For a full list of BASHing data blog posts see the index page.     RSS

A muggle's guide to AWK arrays: 3

Part 2 in this series looked at the 2-file command structure, where the first part of an AWK command created an array based on the first file, and the second part of the command used the array to filter a second file.

Another way to think about this command structure is that an AWK array is like a lookup table, held in memory. You can use that lookup table for different kinds of data operations on another file. In this post I'll demonstrate reformatting and table joining.

Reformatting. This example is based on the tab-separated "months" table I described in an earlier BASHing data post:


For reasons I don't understand, a European organisation has recently recommended that certain scientific papers should have dates in the format d(d) Mmm. YYYY (e.g. 3 Feb. 2009) rather than in the widely accepted ISO 8601 date format (2009-02-03). I'll call this recommendation the "Eurosci" format. In what follows I'll re-format "American style" dates into "Eurosci".

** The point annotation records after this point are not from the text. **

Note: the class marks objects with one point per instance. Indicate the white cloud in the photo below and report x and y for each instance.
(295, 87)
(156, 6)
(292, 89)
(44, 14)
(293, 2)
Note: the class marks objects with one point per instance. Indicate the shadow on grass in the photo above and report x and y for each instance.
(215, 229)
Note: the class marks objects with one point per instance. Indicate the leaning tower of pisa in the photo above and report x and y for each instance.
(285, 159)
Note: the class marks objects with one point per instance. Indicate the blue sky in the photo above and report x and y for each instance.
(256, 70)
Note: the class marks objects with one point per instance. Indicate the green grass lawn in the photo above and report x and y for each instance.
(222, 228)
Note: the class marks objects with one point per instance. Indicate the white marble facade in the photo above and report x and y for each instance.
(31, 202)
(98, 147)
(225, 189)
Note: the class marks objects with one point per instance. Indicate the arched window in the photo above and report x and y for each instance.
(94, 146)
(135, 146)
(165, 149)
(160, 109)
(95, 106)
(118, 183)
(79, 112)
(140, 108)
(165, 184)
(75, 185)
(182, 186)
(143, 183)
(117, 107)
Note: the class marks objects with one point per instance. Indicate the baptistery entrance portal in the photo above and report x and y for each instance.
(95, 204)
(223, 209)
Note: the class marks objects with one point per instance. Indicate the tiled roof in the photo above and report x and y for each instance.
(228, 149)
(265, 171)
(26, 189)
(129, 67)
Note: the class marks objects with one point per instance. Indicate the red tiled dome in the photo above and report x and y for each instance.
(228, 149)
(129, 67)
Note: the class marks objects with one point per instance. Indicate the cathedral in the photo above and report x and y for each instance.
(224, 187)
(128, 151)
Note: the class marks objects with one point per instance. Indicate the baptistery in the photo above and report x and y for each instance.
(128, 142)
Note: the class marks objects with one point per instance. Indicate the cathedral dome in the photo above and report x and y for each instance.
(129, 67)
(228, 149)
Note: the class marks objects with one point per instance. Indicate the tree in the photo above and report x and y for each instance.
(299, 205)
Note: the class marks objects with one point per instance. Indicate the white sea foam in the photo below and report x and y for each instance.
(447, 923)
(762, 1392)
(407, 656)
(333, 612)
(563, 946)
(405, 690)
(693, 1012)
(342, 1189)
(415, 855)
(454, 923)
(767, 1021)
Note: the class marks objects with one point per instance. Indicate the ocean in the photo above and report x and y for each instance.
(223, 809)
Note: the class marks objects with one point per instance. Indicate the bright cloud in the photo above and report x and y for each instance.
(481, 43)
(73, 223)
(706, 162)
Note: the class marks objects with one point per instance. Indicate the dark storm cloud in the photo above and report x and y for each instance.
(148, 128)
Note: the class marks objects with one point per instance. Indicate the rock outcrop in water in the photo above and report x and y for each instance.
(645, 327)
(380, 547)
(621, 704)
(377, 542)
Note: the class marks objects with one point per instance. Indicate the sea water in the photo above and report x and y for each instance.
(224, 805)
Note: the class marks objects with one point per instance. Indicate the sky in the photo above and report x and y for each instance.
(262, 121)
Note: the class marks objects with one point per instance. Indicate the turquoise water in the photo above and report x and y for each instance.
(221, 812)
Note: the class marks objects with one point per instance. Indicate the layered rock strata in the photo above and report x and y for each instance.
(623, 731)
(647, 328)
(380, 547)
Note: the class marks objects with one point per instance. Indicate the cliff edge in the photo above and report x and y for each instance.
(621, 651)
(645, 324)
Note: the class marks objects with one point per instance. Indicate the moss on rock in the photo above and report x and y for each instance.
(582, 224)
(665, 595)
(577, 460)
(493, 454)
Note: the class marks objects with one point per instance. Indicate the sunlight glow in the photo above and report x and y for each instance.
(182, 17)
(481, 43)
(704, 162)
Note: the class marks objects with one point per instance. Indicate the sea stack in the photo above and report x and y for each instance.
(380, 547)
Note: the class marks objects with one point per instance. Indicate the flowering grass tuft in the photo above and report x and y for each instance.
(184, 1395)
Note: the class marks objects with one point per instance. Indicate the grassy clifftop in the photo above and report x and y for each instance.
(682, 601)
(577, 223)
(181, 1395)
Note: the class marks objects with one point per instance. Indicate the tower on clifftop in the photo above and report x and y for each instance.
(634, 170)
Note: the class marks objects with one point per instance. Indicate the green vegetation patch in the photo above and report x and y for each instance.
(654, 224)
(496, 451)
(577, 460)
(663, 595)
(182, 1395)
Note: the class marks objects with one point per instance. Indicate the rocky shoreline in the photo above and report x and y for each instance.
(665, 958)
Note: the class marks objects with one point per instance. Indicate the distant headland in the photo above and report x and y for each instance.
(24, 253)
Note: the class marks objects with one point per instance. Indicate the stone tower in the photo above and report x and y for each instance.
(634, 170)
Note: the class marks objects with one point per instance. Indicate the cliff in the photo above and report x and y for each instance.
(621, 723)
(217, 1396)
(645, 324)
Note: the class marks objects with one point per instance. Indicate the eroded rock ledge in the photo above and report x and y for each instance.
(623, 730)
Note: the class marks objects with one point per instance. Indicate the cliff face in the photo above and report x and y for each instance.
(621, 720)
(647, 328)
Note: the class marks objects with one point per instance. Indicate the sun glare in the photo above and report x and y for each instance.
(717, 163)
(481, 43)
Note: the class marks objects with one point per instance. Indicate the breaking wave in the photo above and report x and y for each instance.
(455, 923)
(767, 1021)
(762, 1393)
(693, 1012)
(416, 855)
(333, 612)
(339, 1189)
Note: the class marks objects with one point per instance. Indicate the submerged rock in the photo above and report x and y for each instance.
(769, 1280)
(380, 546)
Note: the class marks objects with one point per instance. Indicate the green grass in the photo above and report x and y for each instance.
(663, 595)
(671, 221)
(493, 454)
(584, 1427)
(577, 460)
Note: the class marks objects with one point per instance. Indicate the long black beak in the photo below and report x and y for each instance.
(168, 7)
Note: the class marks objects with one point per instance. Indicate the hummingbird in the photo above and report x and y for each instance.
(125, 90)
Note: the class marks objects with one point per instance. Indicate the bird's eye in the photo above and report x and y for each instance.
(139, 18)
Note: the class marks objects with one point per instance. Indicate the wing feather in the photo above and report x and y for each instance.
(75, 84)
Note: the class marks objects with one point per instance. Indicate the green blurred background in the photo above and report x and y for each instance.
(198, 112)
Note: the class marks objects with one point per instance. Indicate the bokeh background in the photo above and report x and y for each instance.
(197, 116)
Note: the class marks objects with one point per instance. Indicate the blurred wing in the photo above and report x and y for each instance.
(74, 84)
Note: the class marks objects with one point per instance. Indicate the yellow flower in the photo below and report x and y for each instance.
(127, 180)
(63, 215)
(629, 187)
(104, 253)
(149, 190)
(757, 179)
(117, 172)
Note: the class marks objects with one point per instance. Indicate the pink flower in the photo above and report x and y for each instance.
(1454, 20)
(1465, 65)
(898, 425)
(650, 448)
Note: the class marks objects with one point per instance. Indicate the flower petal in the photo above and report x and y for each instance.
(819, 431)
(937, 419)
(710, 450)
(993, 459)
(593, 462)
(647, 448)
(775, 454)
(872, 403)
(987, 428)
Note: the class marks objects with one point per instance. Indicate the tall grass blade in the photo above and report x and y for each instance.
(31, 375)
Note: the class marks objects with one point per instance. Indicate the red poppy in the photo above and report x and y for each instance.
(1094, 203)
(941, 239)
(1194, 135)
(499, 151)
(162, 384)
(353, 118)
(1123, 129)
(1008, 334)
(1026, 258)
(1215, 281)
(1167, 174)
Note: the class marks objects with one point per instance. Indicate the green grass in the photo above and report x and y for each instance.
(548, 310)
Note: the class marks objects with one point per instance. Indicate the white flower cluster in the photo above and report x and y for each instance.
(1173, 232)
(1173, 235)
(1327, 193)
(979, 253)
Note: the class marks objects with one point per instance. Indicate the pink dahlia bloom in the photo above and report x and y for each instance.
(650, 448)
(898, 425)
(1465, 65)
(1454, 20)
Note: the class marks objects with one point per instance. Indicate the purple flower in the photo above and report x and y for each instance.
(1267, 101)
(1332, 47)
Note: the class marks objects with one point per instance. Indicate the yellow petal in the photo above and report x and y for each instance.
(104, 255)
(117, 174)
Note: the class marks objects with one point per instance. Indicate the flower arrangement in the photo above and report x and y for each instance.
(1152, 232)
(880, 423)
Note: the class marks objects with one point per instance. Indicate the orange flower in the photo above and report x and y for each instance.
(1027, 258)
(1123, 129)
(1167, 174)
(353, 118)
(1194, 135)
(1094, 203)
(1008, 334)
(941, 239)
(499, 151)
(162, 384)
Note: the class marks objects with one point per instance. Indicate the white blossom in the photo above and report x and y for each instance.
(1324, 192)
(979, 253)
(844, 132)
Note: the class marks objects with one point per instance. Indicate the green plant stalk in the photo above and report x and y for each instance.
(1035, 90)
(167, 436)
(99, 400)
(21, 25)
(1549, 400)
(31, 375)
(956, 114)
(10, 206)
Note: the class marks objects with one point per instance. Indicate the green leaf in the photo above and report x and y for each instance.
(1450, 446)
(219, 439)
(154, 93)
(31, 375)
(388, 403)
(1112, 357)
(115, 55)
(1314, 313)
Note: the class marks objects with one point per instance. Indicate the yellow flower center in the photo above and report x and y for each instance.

The American-style dates come from a tab-separated part ("datelist") of a Wikipedia table of Japanese baseball stars and the dates of their debuts in American major league baseball:


The first step in reformatting will be to break up the dates into their month, day and year pieces using AWK's split function. There are two ways to do this. The first is to use a plain space as the separator, and to remove the comma after the day string with gensub:


I find that method a little clumsy, so instead I'll tell split with a regex that the separator is either a space or a comma. In the demonstration case, that means the year string is the fourth element in split's array, not the third. The third element is an empty string after the comma:


When the date string has been split into pieces, the pieces can be re-arranged, and I'll use the "months" array to replace the month string with an abbreviation:

awk -F"\t" \
'BEGIN {print "Player" FS "MLB Debut" FS "date in Eurosci"} \
FNR==NR {a[$4]=$3; next} \
FNR>1 {split($2,b,"[, ]"); \
printf("%s\t%s %s. %s\n",$0,b[2],a[b[1]],b[4])}' \
months datelist


The command begins by telling AWK that the field separator in the files to be processed is a tab (-F"\t").
The BEGIN statement prints a new header for the table, using a tab as field separator (FS).
The FNR==NR condition (see part 2 of this series) directs AWK to first build an array "a" from the file "months". The index string will be the full month name, which is field 4 in "months", and the value string will be the 3-letter month abbreviation, which is field 3 (a[$4]=$3).
AWK next goes to the "datelist" file but ignores its first line (FNR>1; note the use of FNR for the current file, not NR for all lines processed so far).
The action taken on the second and succeeding lines of "datelist" begins with a split of the date string in field 2 into its components, which are stored in an array "b".
The last action in the AWK command is a printf. The first part is the formatting instruction and could be read as "[string][tab][string][space][string][full stop][space][string][newline]". The four strings to be printed are
(1) the existing line with its 2 fields ($0)
(2) the day string in "b" (b[2])
(3) the value string from the "months" array "a" where the index string is the month string in "b" (a[b[1]])
(4) the year string in "b" (b[4]).

Table joins. Before I retired as a millipede-ologist I stored specimen data in 3 plain-text, tab-separated tables:

I entered data into each table with a YAD form and did certain data ops (such as data validation and editing) independently on each table. When the time came to combine or analyse data across tables, I used a suitable AWK command based on an array or arrays. The operations were similar in their logic to SQL queries and often involved joining the tables.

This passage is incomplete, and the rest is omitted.